出題校にインタビュー!
カリタス女子中学校
2018年06月掲載
カリタス女子中学校の国語におけるアドミッション・ポリシーを聞いてみました。
2.表現力のはじめの一歩は丁寧に読むこと
インタビュー2/3
正確に読解できれば文章の構成もつかめるはず
水野先生 本校の国語科の入試問題は「説明的な文章」と「物語的な文章」の大問二問の構成です。
難問・奇問を出しているつもりはありません。「基礎的な読解力」「基礎的な表現力」を測る問題作りをしています。そうした力のあるお子さんに入学していただきたいですし、中高6年かけて伸ばしていきます。
基礎的な読解力とは、「文章を丁寧に、きちんと読める力」です。正確に読むことができれば、文章の構成やつながりも大まかにつかめるでしょう。例えば、接続詞から文章の組み立て、展開が見えているだろうし、指示語も置き換えて読めていると思います。ならば、問題を解き進むこともできると思います。
カリタス女子中学校/図書館
文中から抜き出し、つなげるだけでは満点にならない
水野先生 基礎的な表現力とは、「自分の言葉に置き換えて自分の言葉でまとめられる力」です。そうしてまとめた文章が、日本語として齟齬なく成立していることを求めています。
文中から抜き出した言葉をつなげただけでは、設問の要求に十分に応えられません。書かれていることを一旦かみ砕き、消化して自分のものにするからこそ、自分の言葉で表現できるのです。
受験生の答案を見ると、文中の言葉をそのまま抜き出したものが非常に多い印象があります。それでも間違いではありませんが、設問の要求にフィットした満点の解答とは言えません。表現力不足と判断し、部分点に留まります。
表現するにも、まず文章を丁寧に読み、書かれている内容を理解すること。その上で、自分なりにまとめ直すことができれば、キーワードを使って自分の言葉で表現できると思います。
カリタス女子中学校/聖母像
なかなか抜けない文末を「~から。」で結ぶクセ
水野先生 文章記述では、理由を聞いていない問題でも、文末を「~から。」と表現している解答が散見されます。それだけ理由を聞く問いが多く、反射的になってしまっているかもしれません。何でもかんでも「~から。」で結ぶクセは、入学後もなかなか抜けません。
設問文に合っていない解答は減点します。「文章を丁寧に読む」ことは設問文にも当てはまります。答えを書き出す前に、設問が何を要求しているのか理解しましょう。
子ども社会の問題にも目をそらさないで
水野先生 入試ではいじめをテーマにした作品は避けていますが、とはいえ、登場人物の心の痛みは物語の核心部分でもあります。子どもを取り巻く環境が家庭環境など多様で複雑な今の時代、素材文が選びにくくなっていると感じます。

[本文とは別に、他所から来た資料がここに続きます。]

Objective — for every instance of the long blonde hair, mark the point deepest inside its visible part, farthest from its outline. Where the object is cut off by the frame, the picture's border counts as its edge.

法土先生 2018年入試で取り上げた作品の主人公は、保健室登校の中学生です。教室復帰が描かれており、主人公は本心では人と関わりたいと思っていて、前向きにとらえられるかなと思い取り上げました。
自分の周りに保健室登校のクラスメイトはいないかもしれませんが、そうした子の気持ちをわかろうとしてほしいですね。
法土先生 本校は、自分自身を大切にするとともに、他者も心から大切にすることを教育理念としています。子どもの身近にある問題にも目をそらさず向き合ってほしいのです。主人公が本当はどうしたいのかを読み取って、悪いことばかりではない、救いがあるのではないかと希望を見いだす力を育てたいと思っています。